Hathi Trust. Created in 2008, it is a digital preservation repository and highly functional access platform. It provides long-term preservation and access service for public domain and in copyright content from a variety of sources, including Google, Internet Archive, Microsoft and in-house partner institution initiative (click here to see the list). Currently (June 2012) it harvests over 10 million digitized volumes in various languages.
Internet Archive. It is a non-profit U.S. organization that aims to build a digital library of internet sites and other cultural artifacts in digital form. It provides free access to researchers, historians, scholars and the general public. Founded in 1996 in San Francisco it includes texts, audio, moving images, and software as well as archived web pages. On the texts section are collected more than 3,4 millions downloadable items (June 2012) from U.S. (for example Library of Congress, full list here) and Canadian libraries (full list here), from Gutenberg, Million Books Project (a project in which contribute various Chinese and Indian libraries, e.g: Peking University Library, Zhejiang University Library, Indian Institute of Information Technology Allahabad), and from other collections ( for example 4,000 texts come from the Japanese digital library, Aozora Bunko). The purpose of Open Library (project of IA) is to display a webpage for every book ever published in the world. Currently (June 2012) it harvests more than 23 millions works (over 1 million free e-book titles and over 250,000 modern works available for th U.S. print-disabled community). The bibliographic metadata coming from libraries and publishers have been associated, providing the full text links when available. The user can contribute new information or corrections to the catalog and can also browse by subject, author or lists members have created.
Project Gutenberg. Project Gutenberg is the first and largest single collection of free electronic books, or eBooks. Created by Michael Hart in 1971, it aims to build a library of electronic version of published books, available for free. The first goal is to digitize the main literature or historical works (the project slogan is “break down the bars of ignorance and illiteracy”). Volunteers provide the digitization of texts that for the most part are not protected by copyright. Currently (June2012) PG offers over 39,000 free eBooks, in ePub format, Kindle format, HTML or text format.
Wikisource. It is an online library of free content (it stores texts that are not protected by copyright) publications, collected and maintained by Wikimedia foundation. The texts archived are concerned with different period, subjects and typologies (novels, essays, letters, historical documents, laws, etc.).

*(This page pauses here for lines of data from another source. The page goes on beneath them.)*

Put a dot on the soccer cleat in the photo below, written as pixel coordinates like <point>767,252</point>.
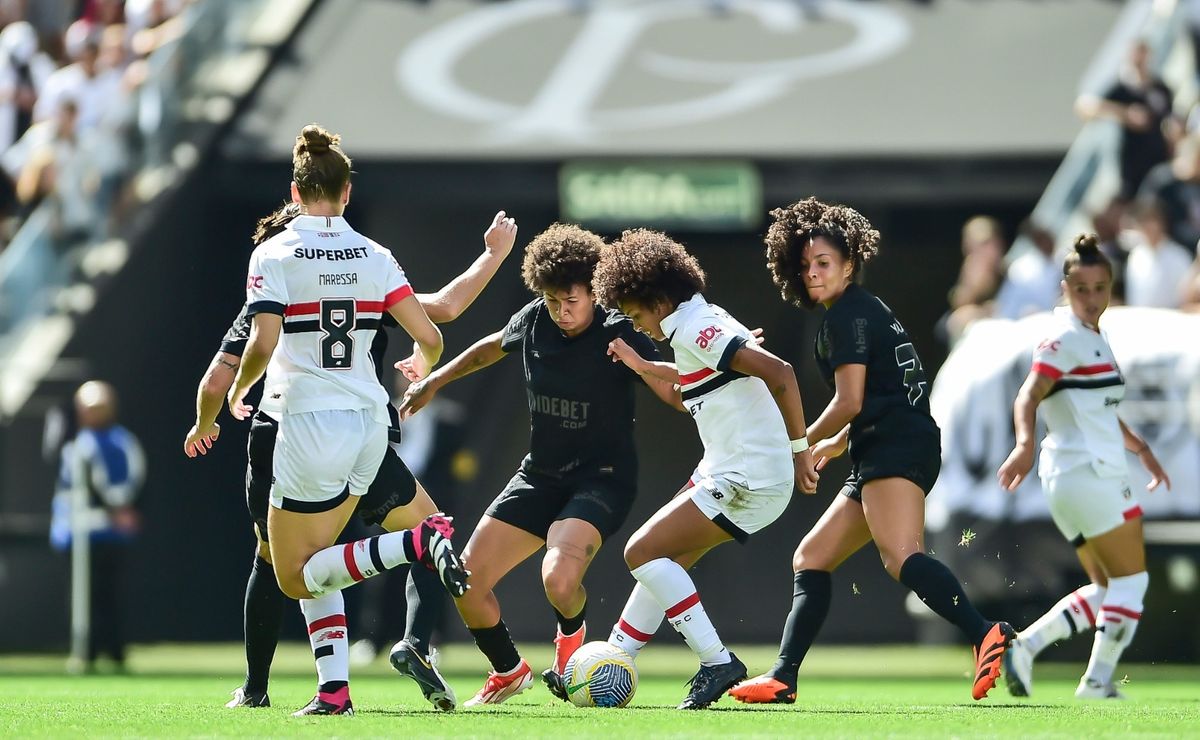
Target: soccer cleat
<point>989,656</point>
<point>499,689</point>
<point>712,681</point>
<point>408,661</point>
<point>321,707</point>
<point>565,647</point>
<point>431,542</point>
<point>1019,669</point>
<point>555,684</point>
<point>244,698</point>
<point>1090,689</point>
<point>763,690</point>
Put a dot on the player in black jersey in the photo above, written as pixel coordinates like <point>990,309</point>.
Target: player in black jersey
<point>880,411</point>
<point>395,499</point>
<point>576,486</point>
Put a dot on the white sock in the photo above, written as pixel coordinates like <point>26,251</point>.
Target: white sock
<point>1116,625</point>
<point>1073,614</point>
<point>325,618</point>
<point>676,594</point>
<point>639,621</point>
<point>343,565</point>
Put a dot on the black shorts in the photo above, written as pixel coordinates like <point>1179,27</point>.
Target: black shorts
<point>533,503</point>
<point>915,457</point>
<point>394,485</point>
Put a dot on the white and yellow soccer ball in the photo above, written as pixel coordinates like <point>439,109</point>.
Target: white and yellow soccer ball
<point>600,674</point>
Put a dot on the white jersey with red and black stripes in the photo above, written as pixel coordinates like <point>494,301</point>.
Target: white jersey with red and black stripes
<point>331,286</point>
<point>739,423</point>
<point>1080,411</point>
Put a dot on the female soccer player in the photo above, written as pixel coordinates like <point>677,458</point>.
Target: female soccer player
<point>576,486</point>
<point>747,405</point>
<point>316,294</point>
<point>395,500</point>
<point>1078,384</point>
<point>880,411</point>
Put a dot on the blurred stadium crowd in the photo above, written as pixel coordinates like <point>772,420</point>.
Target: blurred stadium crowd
<point>73,107</point>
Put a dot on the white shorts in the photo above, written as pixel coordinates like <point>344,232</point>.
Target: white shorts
<point>737,509</point>
<point>1085,505</point>
<point>321,457</point>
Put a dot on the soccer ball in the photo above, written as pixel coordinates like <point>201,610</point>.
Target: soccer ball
<point>600,674</point>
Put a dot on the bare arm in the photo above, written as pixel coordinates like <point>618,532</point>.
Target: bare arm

Currently (June 2012) it stores 782,608 texts.
World Digital Library. It is a multilingual digital library promoted by UNESCO and developed by the Library of Congress. It aims to promote international and intercultural understandings, expand the volume and variety of cultural content on the Internet, provide resources for educators, scholars, and general audiences and build capacity in partner institutions to narrow the digital divide within and between countries. Over 100 institutions from different countries (see the full list here) are involved in the project. The site harvests a large collection of manuscripts, rare books, images, video and recordings that testify world’s different cultures. Currently (June 2012) the WDL collects 5990 items that the user can browse by different criteria: place, nation, time, topic, type of item and contributing institution. Navigation tools and content descriptions are provided in 7 languages: English, Chinese, Arabic, French, Russian, Spanish and Portuguese (many more languages are represented in the actual texts, which are provided in their original languages).